Cuando en mi vida las cosas dejan de tener sentido, las resignifico o las dejo de hacer. Peinarme no tiene sentido, aunque lo busque con diferentes miradas y ángulos, no se lo veo. Hace rato que dejé de analizarlo y hace rato dejé de peinarme.
La relación con mis abuelos a veces deja de tener sentido. Para llevarnos bien, yo tengo que dejar mi mentalidad de lado. Entonces juego un poquito, entonces le digo a mi abuela que me voy a tatuar a la presi y se le ponen los pelos de punta, entonces me río y le digo que es un chiste. Otro día le digo que vendí todo lo que tenía y me voy a ir a misionar a África, entonces mi abuela pone cara de pánico y antes de que se asome una lágrima le digo “no, tontita, ¿qué haría sin vos?” y la abrazo fuerte. Mi abuelo-espectador abre los ojos bien grandes mientras hace las palabras cruzadas.
En general, las cosas que resignifico son las que aunque no tengan sentido, no puedo vivir sin ellas. La relación con mis abuelos no tiene sentido, pero los amo profundamente, me gusta ir a visitarlos, saber que me esperan y sentir los olores que me llevan a la infancia. Peinarme no tiene sentido, entonces lo dejo de lado.
La relación con Rachel perdió el sentido muy rápido. Cada vez que Rachel se peleaba con su novio, corría a mis brazos. Y yo la socorría, yo la amaba de nuevo, pero sabía que era como una canción de un disco de esos que me gustan pero no me fanatizan: la amaba lo que duraba el track, después pasábamos al siguiente y por ahí ella no estaba en la letra, o por ahí estaba de otro modo. La amaba de a cachitos, de noches, de a poco. Porque era la única forma que tenía de amarla. Y lo sabía y por eso nunca me permitía más.
Una noche estábamos en mi cama, yo fumaba un cigarrillo boca arriba, algo apoyada en la almohada. Ella estaba boca abajo, sostenida por sus brazos flexionados y moviendo las piernas como un vaivén. Empezamos a hablar, como siempre que terminábamos de hacer el amor.
- Creo que todavía te amo – me dijo.
- ¿Y? No sé para qué me lo decís.
- Porque te amo, por eso.
- Si, nena, pero venís conmigo cuando vos querés. Cuando lo necesitás.

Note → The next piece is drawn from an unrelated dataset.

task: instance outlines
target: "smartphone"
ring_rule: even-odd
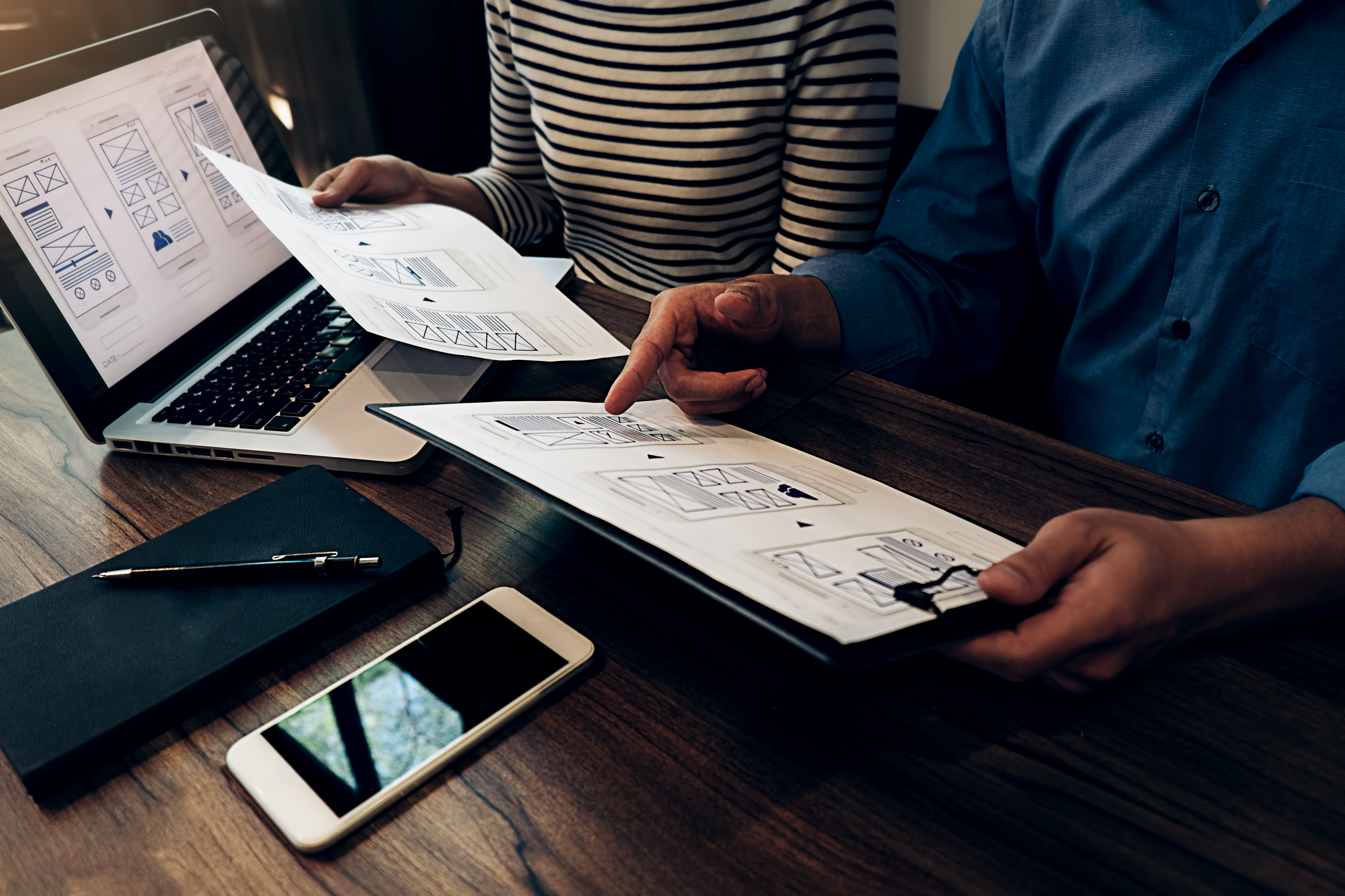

Por aburrimiento. Y yo soy la gila que apila todos los sentimientos para que no le duela.
- Sos una hija de puta, te digo que te amo y mirá lo que me decís...
- Si, pero soy la hija de puta que te gusta. Creo que mejor no me llames nunca más. No tiene sentido.
- O sea ¿y me lo decís después de hacer el amor?
- Vos me dijiste que me amabas después de hacer el amor. Yo te digo que te amo después de despedirte. Chau hermosa, sos uno de mis mejores recuerdos.
Apretaba los dientes, no sé qué palabras guardaba en su boca. Se ponía el jean sin dejar de mirarme con odio. Yo seguía en la cama desnuda fumando mi cigarrillo. Y me decía que no podía seguir resignificando para que ella no resignifique un carajo. Que o me daba algo más o me ponía firme y no le atendía más una puta llamada. Que para boludos tenía a su novio. Que lo que más me molestaba era que no sea sincera, no me amaba, sólo la sacaba de la rutina, sino cómo se conformaba con verme cada tanto y después cojerse a su novio como si nada.
Las cosas que yo sentía absurdas sólo las podía dejar pasar a gente de más de 60 años que me amaba de verdad y que ya no podía pedirle que entiendan mi pensamiento. Y que después de todo, seguro mis abuelos también tenían que bancarse esos comentarios míos que para ellos, carecían de sentido.